Autoren und Leser eine Kampffront: Anfänge offener Texte (open content)

Wohin führen nun diese Schreib-Spiele, das Engagement der zahllosen open-source und open-content-Aktivistinnen, die Interventionen der net.art und der Softwarekünstler? Die kulturellen Brüche, die sich angesichts digitaler Interaktionsformen mit Texten, Bildern und Tönen in den kulturellen Wissenssystemen vollzieht, liegen weniger in diesen Interaktionsformen als solchen begründet -- denn Texte wurden und werden schon immer mittels der jeweiligen medialen Aufschreibsysteme traktiert, umgeschrieben, zerschnitten und wieder neu zusammengeklebt[20] --, als vielmehr in den konkreten Ausformungen der Interaktionsformen. D. h. die Art und Weise wie sich diese Interaktionen im Netzwerk digitaler Diskurse vollziehen, ihre freie Gestalt- und Verfügbarkeit ist der springende Punkt:
"All jene, die das demokratische Potential der neuen Medien loben, heben in der Regel genau diese Merkmale hervor: daß der Cyberspace für eine große Mehrheit der Menschen die Möglichkeit eröffnet, aus der Rolle der passiven Beobachter auszubrechen [...].Ist aber die andere Seite dieser Interaktivität nicht die Interpassivität?
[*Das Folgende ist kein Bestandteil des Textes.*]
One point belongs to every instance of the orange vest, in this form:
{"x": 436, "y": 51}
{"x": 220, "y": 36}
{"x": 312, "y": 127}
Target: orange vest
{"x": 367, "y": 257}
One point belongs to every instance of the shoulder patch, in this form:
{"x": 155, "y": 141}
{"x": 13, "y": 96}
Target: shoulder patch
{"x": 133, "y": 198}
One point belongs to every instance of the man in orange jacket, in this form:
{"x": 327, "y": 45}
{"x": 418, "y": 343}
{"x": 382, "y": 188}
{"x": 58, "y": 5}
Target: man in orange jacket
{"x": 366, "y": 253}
Besteht nicht die notwendige Kehrseite meines Interagierens mit dem Objekt [...] darin, daß mir das Objekt meine eigene passive Befriedigungsreaktion (Trauer oder Lachen) nimmt, mir vorenthält, so daß es das Objekt selbst ist, das an meiner Stelle `die Show geniest' [...]."[21]
Die Unterscheidung zwischen Schreiben und Lesen, genauer gesagt zwischen den Akten des Schreibens und Lesens ist in digitalen Umgebungen zunächst einmal medial verschoben: Wir können im Netz direkt auf jede Seite schreiben, ohne noch irgendwelche Werkzeuge wie Schere, Bleistift, Druckerpresse hinzuziehen zu müssen, weil eben genau diese Schreib-Werkzeuge als Tools und Programme, als Client Plug-Ins, Server-Programme in derselben Medienkonfiguration ausführbar sind, die auch schon für das Anzeigen der Seite verantwortlich sind. Der vom Dekonstruktivismus endlos durchkonjugierte Bruch, dass alle Texte aus anderen Texten zusammengeschnitten sind, dass in jedem Buch ein weiteres steckt, das heraus will, dass die Texte nicht bei den Lesern ankommen, sondern sich als aktive Rezeptionsprozesse genau um die Leerstellen der Texte, Bücher und Diskurse herum neu konstituieren, ist jetzt in den digitalen Diskursen in den Code selbst eingeschrieben: Die Texte, Strukturen, Index-Systeme, Meta-Informationen, Verknüpfungsstrukturen zwischen den Texten ebenso wie ein Großteil der 'sozialen Software`liegen als 'open source` im Netz bereit: und warten darauf, gelesen, kritisiert, weitergeschrieben, angewendet, übertragen ... zu werden. Sicherlich wäre es verfehlt, diese Gebrauchsweisen von Texten als Interface für kulturelle, soziale und ökonomische Datenströme, Austauschprozesse und Kommunikationsweisen schon selbst für eine utopische Verwirklichung der Träume und Konzepte von offenen Kunstwerken, für eine 'Verwirklichung` ästhetischer Utopien zu halten - aber sie stellen sicherlich Momente der Öffnung dar, durch die hindurch Textrevolutionen und Utopien der verschiedensten künstlerischen und sozialen Bewegungen neue Antriebe und Anwendungsfelder bekommen - und vor allem neue Modelle und Strukturen außerhalb rein ästhetischer oder literarischer Kontexte praktiziert werden können. Durch solche Synergieeffekte nehmen Prozesse, die vielleicht als Text-Kollaboration im Netz beginnen, wiederum Einfluß auf die 'Gestaltung' gesellschaftlicher Felder (virtuelle Arbeit, virtuelles Geld, virtuelle Wissenschaft, direkte Demokratie, soziale Software ...).
So ist es auch kein Zufall, daß gerade die Macher des Assoziationsblasters sich engagieren für die "Freiheit von Links" im Netz und zur gemeinschaftlichen Durchsetzung ihrer Forderungen Instrumente für "online Demonstrationen"[22] entwickelt haben. Zahlreiche Projekte und Initiativen aus den Bereichen "freie Software und "open content" führen ästhetisch-künstlerische und netzpolitische Ansätze (wieder) zusammen.[23]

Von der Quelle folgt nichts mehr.